OGH11Os59/0429.6.2004

Der Oberste Gerichtshof hat am 29. Juni 2004 durch den Senatspräsidenten des Obersten Gerichtshofes Dr. Mayrhofer als Vorsitzenden sowie die Hofräte des Obersten Gerichtshofes Dr. Ebner, Dr. Zehetner, Dr. Danek und Dr. Schwab als weitere Richter in Gegenwart der Richteramtsanwärterin Mag. Felbab als Schriftführerin, in der Strafsache gegen Kadir G***** und andere Angeklagte wegen Verbrechen nach § 28 Abs 2 vierter Fall, Abs 3 erster Fall SMG und weiterer strafbarer Handlungen über die Nichtigkeitsbeschwerde und die Berufungen des Angeklagten Danijel P***** gegen das Urteil des Landesgerichtes Innsbruck als Schöffengericht vom 4. Februar 2004, GZ 35 Hv 4/04i-187, nach Anhörung der Generalprokuratur in nichtöffentlicher Sitzung den Beschluss

gefasst:

 

Spruch:

Die Nichtigkeitsbeschwerde und die "Berufung wegen Schuld" werden zurückgewiesen.

Zur Entscheidung über die Berufung wegen Strafe werden die Akten dem Oberlandesgericht Innsbruck zugeleitet.

Dem Angeklagten P***** fallen die Kosten des bisherigen Rechtsmittelverfahrens zur Last.

Text

Begründung

Mit dem angefochtenen Urteil - das auch in Rechtskraft erwachsene, überwiegend andere Angeklagte betreffende Schuld- und Freisprüche enthält - wurde der am 21. Jänner 1985 geborene Danijel P***** des Verbrechens nach § 28 Abs 2 (vierter Fall), Abs 3 erster Fall SMG und des Vergehens nach § 27 Abs 1 erster und zweiter Fall SMG schuldig erkannt.

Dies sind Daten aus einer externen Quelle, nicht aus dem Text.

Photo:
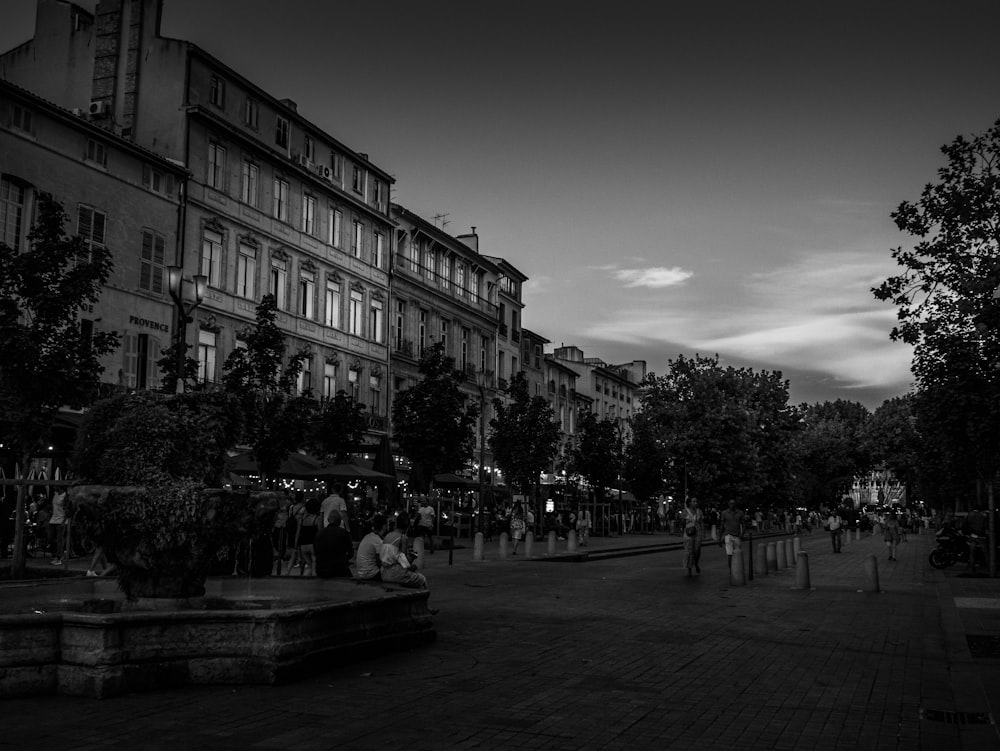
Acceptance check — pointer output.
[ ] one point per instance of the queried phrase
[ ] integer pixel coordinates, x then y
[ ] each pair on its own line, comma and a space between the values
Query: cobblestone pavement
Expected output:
613, 654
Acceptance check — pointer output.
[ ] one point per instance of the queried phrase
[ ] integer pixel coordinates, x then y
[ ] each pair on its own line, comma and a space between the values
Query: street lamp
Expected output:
481, 382
184, 309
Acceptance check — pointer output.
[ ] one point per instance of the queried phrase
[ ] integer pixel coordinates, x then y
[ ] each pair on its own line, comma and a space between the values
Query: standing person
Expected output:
694, 521
368, 562
305, 537
583, 526
732, 520
334, 549
425, 514
836, 526
397, 563
890, 534
57, 526
335, 502
517, 524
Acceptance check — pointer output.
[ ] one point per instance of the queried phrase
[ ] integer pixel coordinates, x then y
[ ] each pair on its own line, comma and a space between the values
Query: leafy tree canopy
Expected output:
433, 421
524, 436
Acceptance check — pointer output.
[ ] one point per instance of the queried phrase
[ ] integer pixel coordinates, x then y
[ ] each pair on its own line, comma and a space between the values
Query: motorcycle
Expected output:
953, 546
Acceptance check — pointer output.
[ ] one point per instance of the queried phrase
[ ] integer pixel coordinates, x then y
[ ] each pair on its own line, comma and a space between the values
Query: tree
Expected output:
524, 436
645, 462
946, 295
829, 450
726, 430
338, 428
433, 421
597, 455
50, 360
276, 418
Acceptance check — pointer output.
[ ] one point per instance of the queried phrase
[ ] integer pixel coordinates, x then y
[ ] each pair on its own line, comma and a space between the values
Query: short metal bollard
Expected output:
802, 570
760, 558
871, 574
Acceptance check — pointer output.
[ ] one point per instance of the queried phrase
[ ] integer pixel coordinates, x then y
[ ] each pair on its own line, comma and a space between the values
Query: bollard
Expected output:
802, 570
871, 574
737, 575
418, 548
760, 559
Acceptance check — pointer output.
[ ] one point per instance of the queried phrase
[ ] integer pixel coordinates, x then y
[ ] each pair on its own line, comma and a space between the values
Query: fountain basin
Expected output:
82, 638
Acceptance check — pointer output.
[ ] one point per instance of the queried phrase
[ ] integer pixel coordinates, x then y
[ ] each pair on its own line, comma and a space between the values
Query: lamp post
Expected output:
481, 380
184, 309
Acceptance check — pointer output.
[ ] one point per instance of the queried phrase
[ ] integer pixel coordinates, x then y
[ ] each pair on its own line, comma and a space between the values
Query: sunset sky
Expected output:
710, 177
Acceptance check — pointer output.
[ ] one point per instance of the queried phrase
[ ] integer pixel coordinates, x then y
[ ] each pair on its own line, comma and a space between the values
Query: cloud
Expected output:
816, 314
655, 277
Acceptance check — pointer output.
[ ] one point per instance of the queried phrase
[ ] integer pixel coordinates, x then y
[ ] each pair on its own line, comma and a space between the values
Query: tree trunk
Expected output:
18, 563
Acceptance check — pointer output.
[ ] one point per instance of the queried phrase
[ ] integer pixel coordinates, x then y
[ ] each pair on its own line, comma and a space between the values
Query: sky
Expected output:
674, 178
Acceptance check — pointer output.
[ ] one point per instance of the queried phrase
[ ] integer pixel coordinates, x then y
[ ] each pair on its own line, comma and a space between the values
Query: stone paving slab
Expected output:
618, 653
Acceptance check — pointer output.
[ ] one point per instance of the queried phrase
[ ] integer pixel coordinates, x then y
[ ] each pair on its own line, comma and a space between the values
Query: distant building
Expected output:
117, 195
274, 204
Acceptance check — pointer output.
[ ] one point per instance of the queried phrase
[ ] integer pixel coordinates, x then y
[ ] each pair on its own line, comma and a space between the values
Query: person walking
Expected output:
694, 521
836, 526
517, 524
732, 520
890, 534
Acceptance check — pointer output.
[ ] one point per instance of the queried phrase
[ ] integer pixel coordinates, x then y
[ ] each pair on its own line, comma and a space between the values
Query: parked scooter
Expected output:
953, 546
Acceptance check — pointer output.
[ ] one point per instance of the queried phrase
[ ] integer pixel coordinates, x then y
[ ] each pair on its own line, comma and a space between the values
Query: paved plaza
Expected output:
625, 652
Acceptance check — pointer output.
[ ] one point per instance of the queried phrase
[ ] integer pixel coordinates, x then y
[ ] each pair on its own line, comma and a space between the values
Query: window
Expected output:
156, 181
216, 166
375, 395
279, 208
90, 227
331, 312
21, 118
278, 281
329, 380
443, 270
400, 321
246, 272
355, 317
352, 383
96, 152
356, 243
151, 265
376, 320
206, 356
217, 92
334, 219
139, 368
12, 202
281, 130
304, 380
251, 183
378, 258
307, 293
251, 113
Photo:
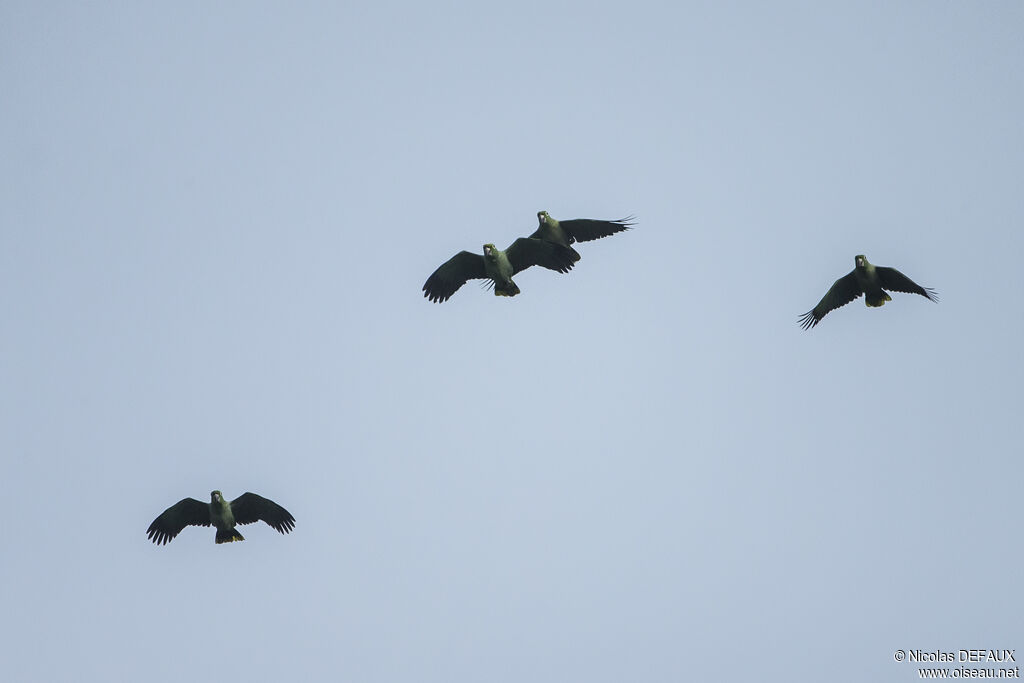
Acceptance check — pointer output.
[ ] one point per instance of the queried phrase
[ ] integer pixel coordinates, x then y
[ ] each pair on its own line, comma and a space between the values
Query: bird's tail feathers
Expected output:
507, 290
228, 536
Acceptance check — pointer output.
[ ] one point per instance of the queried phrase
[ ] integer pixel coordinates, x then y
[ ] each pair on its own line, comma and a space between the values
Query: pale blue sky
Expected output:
214, 224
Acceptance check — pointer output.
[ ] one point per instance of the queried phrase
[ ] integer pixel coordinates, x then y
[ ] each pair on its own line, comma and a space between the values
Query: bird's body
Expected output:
565, 232
498, 266
222, 515
223, 519
868, 280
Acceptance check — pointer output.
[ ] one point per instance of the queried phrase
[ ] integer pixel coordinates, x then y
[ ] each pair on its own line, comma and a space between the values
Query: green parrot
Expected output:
869, 281
246, 509
498, 266
579, 229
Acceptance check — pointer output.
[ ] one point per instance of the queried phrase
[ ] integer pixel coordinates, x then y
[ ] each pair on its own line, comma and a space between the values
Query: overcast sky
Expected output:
215, 220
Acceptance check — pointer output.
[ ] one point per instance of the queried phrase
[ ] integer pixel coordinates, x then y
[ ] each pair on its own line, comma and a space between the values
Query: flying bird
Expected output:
246, 509
579, 229
867, 280
498, 266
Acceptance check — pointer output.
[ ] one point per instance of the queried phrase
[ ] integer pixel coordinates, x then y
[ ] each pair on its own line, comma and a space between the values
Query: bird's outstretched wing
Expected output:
525, 252
249, 508
452, 274
585, 229
186, 512
893, 280
841, 293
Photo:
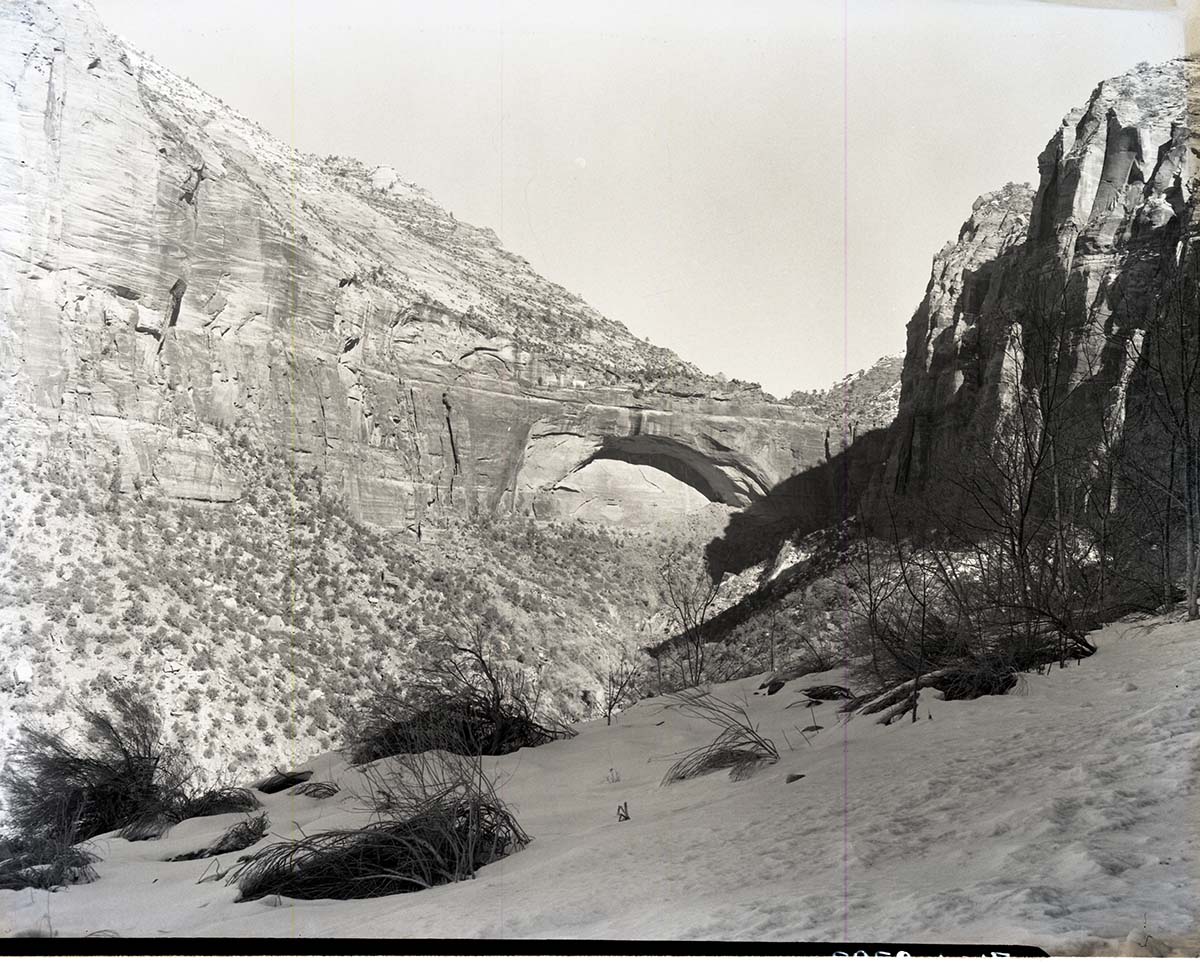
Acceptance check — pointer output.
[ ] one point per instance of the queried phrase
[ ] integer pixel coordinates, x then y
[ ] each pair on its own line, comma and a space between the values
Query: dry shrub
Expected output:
439, 820
129, 778
317, 790
739, 747
238, 837
283, 779
468, 704
43, 863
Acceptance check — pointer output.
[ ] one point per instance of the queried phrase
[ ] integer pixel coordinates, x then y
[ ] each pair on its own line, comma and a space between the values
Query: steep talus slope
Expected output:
1086, 250
169, 270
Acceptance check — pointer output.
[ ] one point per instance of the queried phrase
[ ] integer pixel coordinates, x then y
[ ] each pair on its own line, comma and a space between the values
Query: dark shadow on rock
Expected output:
815, 498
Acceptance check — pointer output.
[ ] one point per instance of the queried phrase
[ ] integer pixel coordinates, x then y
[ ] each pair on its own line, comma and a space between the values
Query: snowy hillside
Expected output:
1062, 814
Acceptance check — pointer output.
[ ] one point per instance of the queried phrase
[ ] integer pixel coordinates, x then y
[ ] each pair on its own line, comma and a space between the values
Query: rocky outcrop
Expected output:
171, 273
1085, 250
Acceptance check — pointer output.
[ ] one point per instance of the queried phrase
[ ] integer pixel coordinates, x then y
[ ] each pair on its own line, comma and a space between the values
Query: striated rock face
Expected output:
168, 270
1085, 250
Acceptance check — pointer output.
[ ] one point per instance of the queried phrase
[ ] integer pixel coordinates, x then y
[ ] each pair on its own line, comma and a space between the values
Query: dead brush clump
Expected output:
127, 778
43, 863
468, 702
238, 837
282, 780
437, 820
315, 789
738, 748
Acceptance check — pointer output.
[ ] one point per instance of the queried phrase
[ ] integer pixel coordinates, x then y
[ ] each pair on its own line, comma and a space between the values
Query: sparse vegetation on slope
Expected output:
262, 621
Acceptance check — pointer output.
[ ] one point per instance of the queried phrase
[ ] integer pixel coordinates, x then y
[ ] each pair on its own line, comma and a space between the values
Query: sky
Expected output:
757, 185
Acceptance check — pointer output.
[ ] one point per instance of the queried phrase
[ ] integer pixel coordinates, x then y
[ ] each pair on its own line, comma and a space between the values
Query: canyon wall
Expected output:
169, 271
1086, 251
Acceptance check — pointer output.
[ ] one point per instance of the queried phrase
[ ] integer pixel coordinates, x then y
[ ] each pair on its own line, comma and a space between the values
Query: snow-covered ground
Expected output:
1063, 814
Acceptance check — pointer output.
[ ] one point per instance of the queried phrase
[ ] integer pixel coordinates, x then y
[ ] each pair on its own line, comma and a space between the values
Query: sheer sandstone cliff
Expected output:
169, 270
1085, 251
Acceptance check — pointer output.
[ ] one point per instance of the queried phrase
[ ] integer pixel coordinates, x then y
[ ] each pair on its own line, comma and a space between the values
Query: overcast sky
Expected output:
688, 167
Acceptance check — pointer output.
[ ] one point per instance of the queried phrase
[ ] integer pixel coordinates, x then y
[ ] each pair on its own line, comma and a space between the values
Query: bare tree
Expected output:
621, 681
690, 592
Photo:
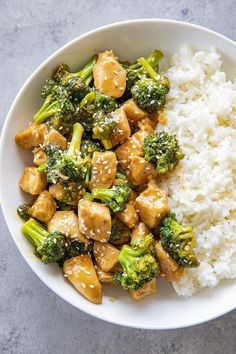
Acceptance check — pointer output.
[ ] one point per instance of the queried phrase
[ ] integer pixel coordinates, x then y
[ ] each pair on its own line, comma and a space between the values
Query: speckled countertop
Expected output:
32, 318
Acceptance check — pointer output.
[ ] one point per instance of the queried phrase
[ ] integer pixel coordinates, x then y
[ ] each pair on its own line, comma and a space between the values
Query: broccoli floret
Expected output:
115, 197
137, 71
24, 211
120, 233
163, 151
149, 93
57, 103
89, 146
178, 241
50, 247
138, 263
75, 249
76, 83
67, 165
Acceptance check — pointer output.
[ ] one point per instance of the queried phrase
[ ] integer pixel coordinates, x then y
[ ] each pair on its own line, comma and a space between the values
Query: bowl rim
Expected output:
88, 310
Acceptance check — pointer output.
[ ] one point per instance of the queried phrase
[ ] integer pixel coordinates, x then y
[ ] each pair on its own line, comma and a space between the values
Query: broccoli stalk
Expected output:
115, 197
49, 247
67, 166
163, 151
57, 103
138, 263
149, 92
178, 241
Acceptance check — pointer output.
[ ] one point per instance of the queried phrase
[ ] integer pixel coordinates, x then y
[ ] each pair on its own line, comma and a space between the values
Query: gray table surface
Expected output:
32, 318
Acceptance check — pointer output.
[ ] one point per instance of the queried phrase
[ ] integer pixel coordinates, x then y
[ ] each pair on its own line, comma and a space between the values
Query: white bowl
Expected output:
164, 310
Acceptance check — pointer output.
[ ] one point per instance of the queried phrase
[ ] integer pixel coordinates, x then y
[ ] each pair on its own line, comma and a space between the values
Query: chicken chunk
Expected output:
169, 268
103, 169
122, 131
32, 136
129, 215
133, 146
44, 207
139, 231
105, 255
39, 156
109, 75
103, 277
140, 171
133, 112
94, 220
66, 192
147, 289
81, 273
152, 205
32, 181
53, 137
66, 222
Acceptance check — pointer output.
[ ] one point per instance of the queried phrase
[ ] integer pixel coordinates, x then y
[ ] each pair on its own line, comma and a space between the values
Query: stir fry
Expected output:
97, 209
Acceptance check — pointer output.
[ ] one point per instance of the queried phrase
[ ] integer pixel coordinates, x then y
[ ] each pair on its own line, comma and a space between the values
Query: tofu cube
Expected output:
105, 255
44, 207
129, 215
81, 273
139, 171
66, 222
94, 220
32, 181
133, 112
152, 205
104, 166
32, 136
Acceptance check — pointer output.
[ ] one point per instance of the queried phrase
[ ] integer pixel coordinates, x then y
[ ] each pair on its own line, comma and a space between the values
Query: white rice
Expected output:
201, 111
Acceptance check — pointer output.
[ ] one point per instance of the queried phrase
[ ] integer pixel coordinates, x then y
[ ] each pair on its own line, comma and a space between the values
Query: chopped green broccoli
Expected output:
75, 249
120, 233
149, 93
137, 71
57, 103
50, 247
178, 241
76, 83
67, 165
89, 146
163, 151
138, 263
24, 211
115, 197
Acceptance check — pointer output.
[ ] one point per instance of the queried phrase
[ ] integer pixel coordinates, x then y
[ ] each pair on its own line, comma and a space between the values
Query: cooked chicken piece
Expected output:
122, 131
152, 205
109, 75
169, 268
140, 171
39, 156
129, 215
133, 146
32, 181
66, 222
103, 169
81, 273
139, 231
67, 192
94, 220
105, 255
103, 277
53, 137
133, 112
32, 136
146, 289
44, 207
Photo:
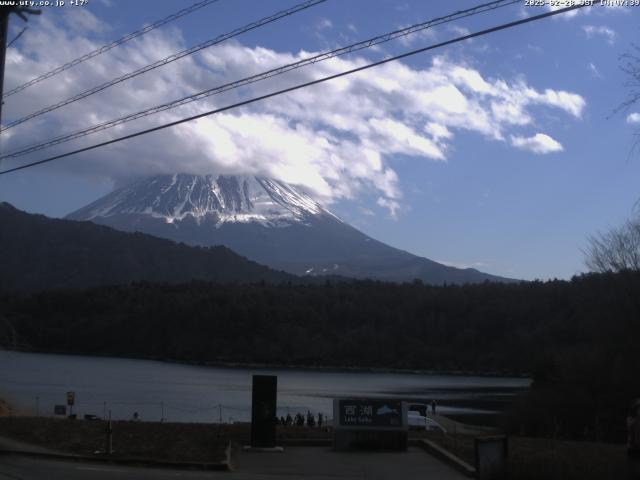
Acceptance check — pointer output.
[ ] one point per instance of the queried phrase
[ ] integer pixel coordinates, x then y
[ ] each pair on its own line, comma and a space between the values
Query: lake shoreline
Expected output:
278, 366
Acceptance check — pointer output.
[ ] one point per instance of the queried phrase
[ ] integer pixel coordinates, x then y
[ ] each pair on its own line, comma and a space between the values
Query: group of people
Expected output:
300, 420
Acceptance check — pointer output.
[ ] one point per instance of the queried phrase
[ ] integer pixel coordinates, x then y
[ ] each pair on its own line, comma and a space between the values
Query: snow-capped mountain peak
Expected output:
226, 199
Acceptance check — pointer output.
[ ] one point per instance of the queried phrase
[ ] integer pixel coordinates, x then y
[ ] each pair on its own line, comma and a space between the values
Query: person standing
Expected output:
633, 441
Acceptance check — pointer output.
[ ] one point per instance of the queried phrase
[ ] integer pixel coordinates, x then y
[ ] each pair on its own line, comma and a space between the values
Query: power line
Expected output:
261, 76
106, 48
165, 61
503, 26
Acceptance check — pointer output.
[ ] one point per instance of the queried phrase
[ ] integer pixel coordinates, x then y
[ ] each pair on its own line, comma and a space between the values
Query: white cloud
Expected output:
539, 143
633, 117
324, 24
390, 205
479, 264
335, 140
606, 32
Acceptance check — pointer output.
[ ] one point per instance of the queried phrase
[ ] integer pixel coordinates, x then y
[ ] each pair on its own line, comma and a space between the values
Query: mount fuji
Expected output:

Danach hat er in Innsbruck und anderen Orten zwischen Frühjahr/Frühsommer 2003 und September 2003 im bewussten und gewollten Zusammenwirken mit dem unter einem rechtskräftig wegen derselben strafbaren Handlungen verurteilten, am 19. Juni 1983 geborenen Ivan G***** durch in sehr geringem Umfang kostenlose Weitergabe, größtenteils aber durch gewerbsmäßigen Verkauf von insgesamt ca 2.500 Stück Ecstasy-Tabletten, sohin Suchtgift in einer großen Menge an im Urteilsspruch namentlich angeführte und zahlreiche weitere namentlich nicht bekannte Abnehmer in Verkehr gesetzt (A 5) und im Frühjahr 2003 durch Erwerb und Besitz geringer Mengen an Cannabisprodukten und Ecstasy-Tabletten bei namentlich nicht bekannten Verkäufern Suchtgifte den bestehenden Vorschriften zuwider erworben und besessen (B 3).

Rechtliche Beurteilung

Die dagegen vom Angeklagten P***** aus § 281 Abs 1 Z 3, Z 5 StPO erhobene Nichtigkeitsbeschwerde ist nicht berechtigt. Der Geltendmachung einer Nichtigkeit nach Z 3 iVm § 152 Abs 5 StPO ist durch den Beschluss des Vorsitzenden des Schöffengerichtes auf Berichtigung und Ergänzung des Protokolles über die Hauptverhandlung vom 4. Februar 2004 (ON 186) die faktische Grundlage entzogen, weil diesem die vermissten bzw bemängelten Belehrungen und die dazu korrespondierenden Erklärungen der Zeugen (auf ihr Zeugnisentschlagungsrecht ausdrücklich zu verzichten) nunmehr zu entnehmen sind (ON 213; S 69, 89, 91/VII).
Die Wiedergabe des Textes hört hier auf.